I haven't recently looked in on what sort of torrents exist there, or how hard it would be to throw it somewhere in Common Crawl and make it look like an accident. But if they're sufficiently scared of legal consequences to not do that, I'd guess they won't pay either.

If you specifically want a somewhat comprehensive collection of new papers published since after sci-hub stopped uploading new papers, I'm not sure if there's anything. (If there is, someone please tell me!!!)

@jacksonpolack depends a little on the field but many authors upload their papers to preprint servers such as arxiv and hal

bought Ṁ20 NO

Would there be an incentive to do this rather than train on arxiv pre-prints or emailing the authors of desired papers en mass?

Was initially thinking that scraping papers is bad optics, but actually it might be worse to do public deals with scientific journals.

(Sabine Hossenfelder's tweet sums up how media would probably treat deals like this, i.e. "look at these journals selling researchers hard work and not giving them anything")

Good point, I wasn't even considering optics motivations

@GeorgeIngebretsen i sold my position after reading ur comment

@GeorgeIngebretsen What? OAI does not seem to care too much about optics.

As far as I can tell, they correctly rate such small factors like “makes deals with sci journals” as v unimportant compared to making their product that much better.

It may seem important to you, but to the vast majority of people, it won’t make them more or less outraged at “Big Tech”.

Great point.
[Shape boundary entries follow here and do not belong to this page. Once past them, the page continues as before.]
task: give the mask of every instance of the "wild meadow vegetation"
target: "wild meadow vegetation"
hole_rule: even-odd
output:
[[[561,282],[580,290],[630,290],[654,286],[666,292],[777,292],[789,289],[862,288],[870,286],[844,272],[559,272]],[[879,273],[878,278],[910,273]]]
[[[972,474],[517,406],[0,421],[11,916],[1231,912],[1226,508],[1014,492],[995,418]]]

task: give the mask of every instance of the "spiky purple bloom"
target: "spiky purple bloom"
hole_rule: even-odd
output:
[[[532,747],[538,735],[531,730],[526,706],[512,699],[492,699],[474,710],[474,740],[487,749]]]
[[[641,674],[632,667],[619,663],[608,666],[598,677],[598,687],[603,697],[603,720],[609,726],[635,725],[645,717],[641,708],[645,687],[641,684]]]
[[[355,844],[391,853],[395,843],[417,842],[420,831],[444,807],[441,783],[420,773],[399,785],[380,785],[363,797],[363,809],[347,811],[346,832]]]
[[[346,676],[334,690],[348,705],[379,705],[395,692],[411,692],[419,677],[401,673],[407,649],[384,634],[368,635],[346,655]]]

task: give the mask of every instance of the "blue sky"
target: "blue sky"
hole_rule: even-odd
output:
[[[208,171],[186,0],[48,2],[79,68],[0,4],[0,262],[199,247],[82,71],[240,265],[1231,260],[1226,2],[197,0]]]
I guess even the new york times lawsuit didn't seem to matter much? Not to mention how much more coverage there will be as models become more capable.

I agree training data optics are just a drop in the bucket (and if oai actually builds what its set out to build, eventually a completely insignificant detail). My og comment was more about trying to figure out the sign value of the optics of paying for journal data. Though, after some thought, I realize optics are a very negligible factor in if oai would make that deal.